Студопедия

Главная страница Случайная страница

Разделы сайта

АвтомобилиАстрономияБиологияГеографияДом и садДругие языкиДругоеИнформатикаИсторияКультураЛитератураЛогикаМатематикаМедицинаМеталлургияМеханикаОбразованиеОхрана трудаПедагогикаПолитикаПравоПсихологияРелигияРиторикаСоциологияСпортСтроительствоТехнологияТуризмФизикаФилософияФинансыХимияЧерчениеЭкологияЭкономикаЭлектроника






Историческая роль поздней тирании






Принятое у нас различение ранне- и позднегреческой тирании, которое прямо-таки напрашивается, если учитывать промежуток времени практически без тиранов, не опирается ни на какие античные свидетельства. Даже у Аристотеля нет этого разделения; в крайнем случае, говоря о возникновении тирании, он указывает на определенные различия в старые и новые времени. Он также совершенно не затрагивает различия между тираниями в IV веке, обусловленные неравномерностью уровня политического развития и изменением окружающего мира, которых еще больше, чем в позднеархаический период. Тогда как в Фессалии воз* никновение тираний связано с усилением городской общины по сравнению с традиционным феодальным порядком, так что даже появляется искушение говорить о последыше ранней тирании, а в Фокиде существует еще род, а не полис, владыкой которого становится предводитель войска, — в большинстве районов эллинской области расселения поздняя тирания предполагает существование полностью развитого, даже перезрелого полиса, который намеревается из настоящего политического организма превратиться в коммунальную организацию, служащую частным интересам граждан.

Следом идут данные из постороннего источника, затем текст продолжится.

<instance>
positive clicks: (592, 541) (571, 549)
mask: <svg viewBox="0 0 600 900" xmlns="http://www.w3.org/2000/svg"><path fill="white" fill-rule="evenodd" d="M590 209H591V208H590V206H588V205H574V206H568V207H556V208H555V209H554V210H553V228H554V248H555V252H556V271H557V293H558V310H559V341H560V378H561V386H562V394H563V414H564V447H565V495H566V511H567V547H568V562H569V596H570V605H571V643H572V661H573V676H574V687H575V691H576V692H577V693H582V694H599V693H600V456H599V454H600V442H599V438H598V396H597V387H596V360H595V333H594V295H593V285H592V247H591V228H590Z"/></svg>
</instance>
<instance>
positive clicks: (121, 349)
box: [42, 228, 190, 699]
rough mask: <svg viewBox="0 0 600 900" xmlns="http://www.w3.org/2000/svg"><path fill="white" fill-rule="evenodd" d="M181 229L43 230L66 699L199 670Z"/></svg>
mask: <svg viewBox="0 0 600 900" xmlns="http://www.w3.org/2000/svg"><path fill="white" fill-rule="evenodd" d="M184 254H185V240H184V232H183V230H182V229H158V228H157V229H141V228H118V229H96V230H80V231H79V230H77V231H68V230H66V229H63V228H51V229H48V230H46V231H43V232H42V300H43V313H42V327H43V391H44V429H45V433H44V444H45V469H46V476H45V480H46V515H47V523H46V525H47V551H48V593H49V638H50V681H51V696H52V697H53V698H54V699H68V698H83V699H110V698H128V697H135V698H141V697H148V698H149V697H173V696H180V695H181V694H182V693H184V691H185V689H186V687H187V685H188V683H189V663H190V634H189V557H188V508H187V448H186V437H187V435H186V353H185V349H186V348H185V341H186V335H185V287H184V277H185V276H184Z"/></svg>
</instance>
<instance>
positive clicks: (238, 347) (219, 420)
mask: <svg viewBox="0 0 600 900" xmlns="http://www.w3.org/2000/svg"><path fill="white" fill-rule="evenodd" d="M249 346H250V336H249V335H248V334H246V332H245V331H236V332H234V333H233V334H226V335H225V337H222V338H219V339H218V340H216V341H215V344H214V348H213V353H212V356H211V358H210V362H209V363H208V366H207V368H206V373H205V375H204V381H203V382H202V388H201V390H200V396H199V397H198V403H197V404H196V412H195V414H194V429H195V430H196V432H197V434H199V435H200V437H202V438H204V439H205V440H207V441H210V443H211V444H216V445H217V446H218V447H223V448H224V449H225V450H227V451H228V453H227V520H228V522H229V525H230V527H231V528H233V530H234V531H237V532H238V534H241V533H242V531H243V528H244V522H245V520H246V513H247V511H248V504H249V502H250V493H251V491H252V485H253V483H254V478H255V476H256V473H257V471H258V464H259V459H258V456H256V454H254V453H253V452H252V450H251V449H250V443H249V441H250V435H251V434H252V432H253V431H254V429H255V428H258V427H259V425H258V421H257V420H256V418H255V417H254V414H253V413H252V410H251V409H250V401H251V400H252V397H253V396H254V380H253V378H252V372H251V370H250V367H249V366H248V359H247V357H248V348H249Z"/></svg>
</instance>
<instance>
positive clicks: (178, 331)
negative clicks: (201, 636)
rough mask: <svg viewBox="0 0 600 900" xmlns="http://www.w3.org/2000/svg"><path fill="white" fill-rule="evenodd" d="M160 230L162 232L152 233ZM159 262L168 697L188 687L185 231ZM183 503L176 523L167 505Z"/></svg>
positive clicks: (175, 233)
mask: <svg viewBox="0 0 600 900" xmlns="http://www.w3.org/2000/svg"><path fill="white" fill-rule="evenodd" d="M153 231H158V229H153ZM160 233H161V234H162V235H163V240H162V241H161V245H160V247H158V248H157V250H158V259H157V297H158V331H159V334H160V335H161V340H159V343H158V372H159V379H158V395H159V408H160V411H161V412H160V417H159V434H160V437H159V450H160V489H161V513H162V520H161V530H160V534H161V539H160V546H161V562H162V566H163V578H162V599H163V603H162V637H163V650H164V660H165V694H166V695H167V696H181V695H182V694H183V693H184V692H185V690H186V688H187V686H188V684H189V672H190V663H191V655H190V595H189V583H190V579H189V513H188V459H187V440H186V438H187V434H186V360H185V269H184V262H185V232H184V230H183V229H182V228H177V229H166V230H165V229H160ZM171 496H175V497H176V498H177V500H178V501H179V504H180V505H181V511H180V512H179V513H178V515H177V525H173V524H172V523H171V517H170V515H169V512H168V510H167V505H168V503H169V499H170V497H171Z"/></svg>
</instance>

Как некогда в силу своей незрелости и обусловленной этим слабости полис сделал возможным тирании, так и теперь некоторая внутренняя слабость обнаруживает аналогичные последствия, как бы ни были различны обстоятельства и тем самым историческая роль тирании.В архаическое время тирания, представлявшая собой революционную переходную стадию от аристократического государства к гражданскому, внесла свой вклад в возникновение или формирование нового общественного порядка, классического полиса, пусть непрямо и против воли, когда нивелирование сословий способствовало будущему равенству граждан, а голая власть — лишенное законной основы деспотическое правление — вызывала потребность в свободном, законном государстве, которое само себе придает политическую форму. Функция поздней тирании была, разумеется, иной. Она не пролагала невольно путь воплощению нового облика города-государства, а непосредственно и нередко даже осознанно способствовала уже протекающему процессу, который можно назвать растущей коммунализацией полиса. Возрастающему значению частных интересов, снижающейся готовности граждан к военной службе, выдвижению на первый план профессионального и технического по сравнению со всеобщим и исконным, экономического по сравнению с политическим соответствовало стремление тиранов деполитизировать граждан, вести войны пре-имущественно силами своих наемников, поощрять профессиональные и технические достижения и интересоваться материальным положением своего города не только с точки зрения налоговых поступлений. Однако возникает вопрос, сделала ли позднегреческая тирания что-либо существенное для преодоления обусловленных этим процессом социальных, экономических и политических кризисов полиса, которым были обязаны своим взлетом как раз самые могущественные властители. Ведь в конце V века вслед-ствие постоянно обостряющегося имущественного неравенства противоречия между богатыми и бедными, олигархами и демосом усилились до такой степени, что во многих местах дошло до кровопролитных гражданских войн, которые часто делали сомнительным внешнеполитическое самоутверждение городов.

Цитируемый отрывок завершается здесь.